Our task in life is to gratefully receive the gift in all its forms and to tenderly care for it. Earth, “our common home,” is in crisis because we fail to care for it. This failing is due, in large part, to our failure to recognize in gratitude the gift that it is to us. As a gift, it is not ours to dominate but rather to tend to. Our tradition calls on us to rest one day in seven so that we can be receptive to reality as the gift it is to us rather than to seek to manipulate and dominate it as we do the other six days. When we experience the gift and the gratitude it evokes in us, our hearts will spontaneously care for and tend to the world, the other persons in it, and ourselves. When we truly love another we long to serve the other’s full realization. We see our place in relationship to them as a servant and helper of the work God is doing in them. It is gratitude that makes us aware of the presence of the Giver of all good gifts and a prayerful servant of the world.
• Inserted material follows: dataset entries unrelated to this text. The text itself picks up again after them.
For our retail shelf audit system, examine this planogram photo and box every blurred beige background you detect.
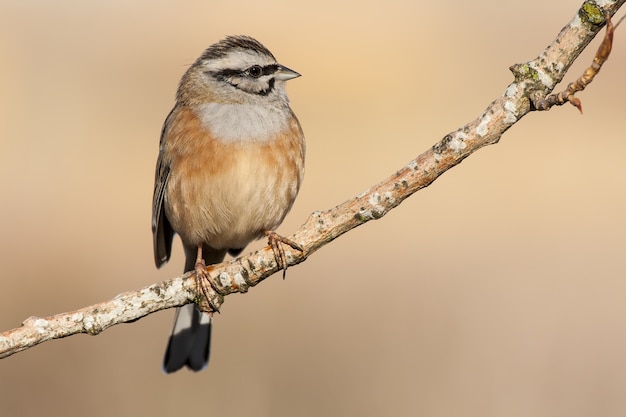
[0,0,626,417]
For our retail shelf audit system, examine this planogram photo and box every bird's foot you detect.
[265,230,304,279]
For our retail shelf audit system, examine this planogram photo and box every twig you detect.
[0,0,626,358]
[535,13,621,114]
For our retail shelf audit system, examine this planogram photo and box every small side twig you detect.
[535,13,623,114]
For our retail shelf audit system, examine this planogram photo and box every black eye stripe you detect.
[214,64,278,80]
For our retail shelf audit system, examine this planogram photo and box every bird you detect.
[152,35,306,373]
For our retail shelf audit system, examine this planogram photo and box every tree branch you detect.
[0,0,626,358]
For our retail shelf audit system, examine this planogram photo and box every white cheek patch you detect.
[196,103,289,142]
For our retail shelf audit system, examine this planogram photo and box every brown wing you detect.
[152,110,174,268]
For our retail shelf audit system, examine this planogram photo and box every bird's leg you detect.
[263,230,304,279]
[195,243,221,315]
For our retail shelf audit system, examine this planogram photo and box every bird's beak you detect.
[274,65,300,81]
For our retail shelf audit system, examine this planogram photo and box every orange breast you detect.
[162,108,304,249]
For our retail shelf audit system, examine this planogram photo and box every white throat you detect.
[196,103,289,142]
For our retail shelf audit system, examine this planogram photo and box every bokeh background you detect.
[0,0,626,417]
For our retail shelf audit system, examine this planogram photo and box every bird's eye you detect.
[246,65,263,78]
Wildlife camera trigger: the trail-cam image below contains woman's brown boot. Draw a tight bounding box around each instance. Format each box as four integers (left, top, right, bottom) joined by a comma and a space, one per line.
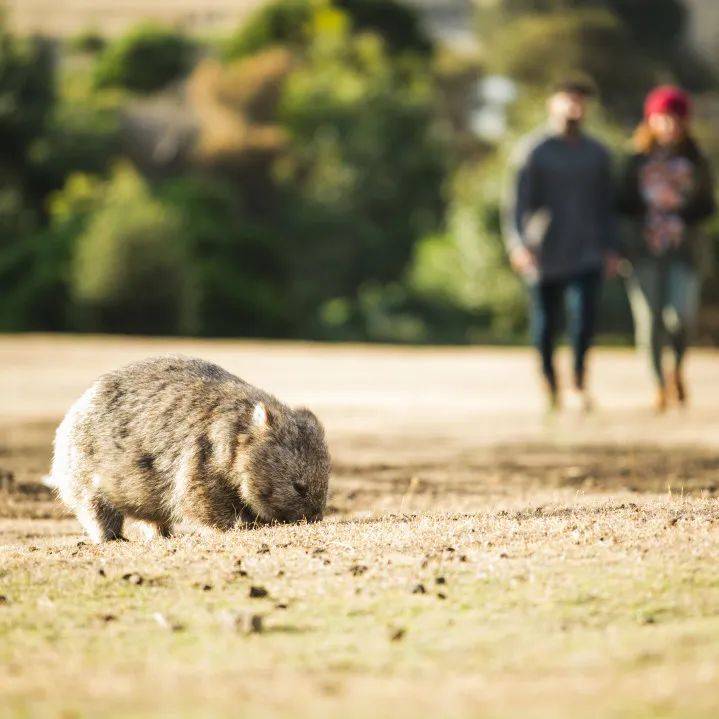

And contemplating this with thanksgiving, we ought to pray for the deed which is now being done, that is that God may rule us and guide us to God’s glory in this life, and bring us to God’s bliss; and therefore God has done everything. So God means us to see that God does it and to pray for it. For the one is not enough, for if we pray and do not see that God does it, it makes us depressed and doubting; and this is not to God’s glory. And if we see that God does it and do not pray, we do not do our duty. And it cannot be so, that is to say, it is not so in God’s sight. But to see that God does it, and at the same time to pray, in this way is God worshipped and we are helped. It is our Lord’s will that we pray for everything which God has ordained to do, either in particular or in general. And the joy and the bliss that this is to God, and the thanks and the honor that we shall have for it, this is beyond all understanding of all creatures in this life, as I see it.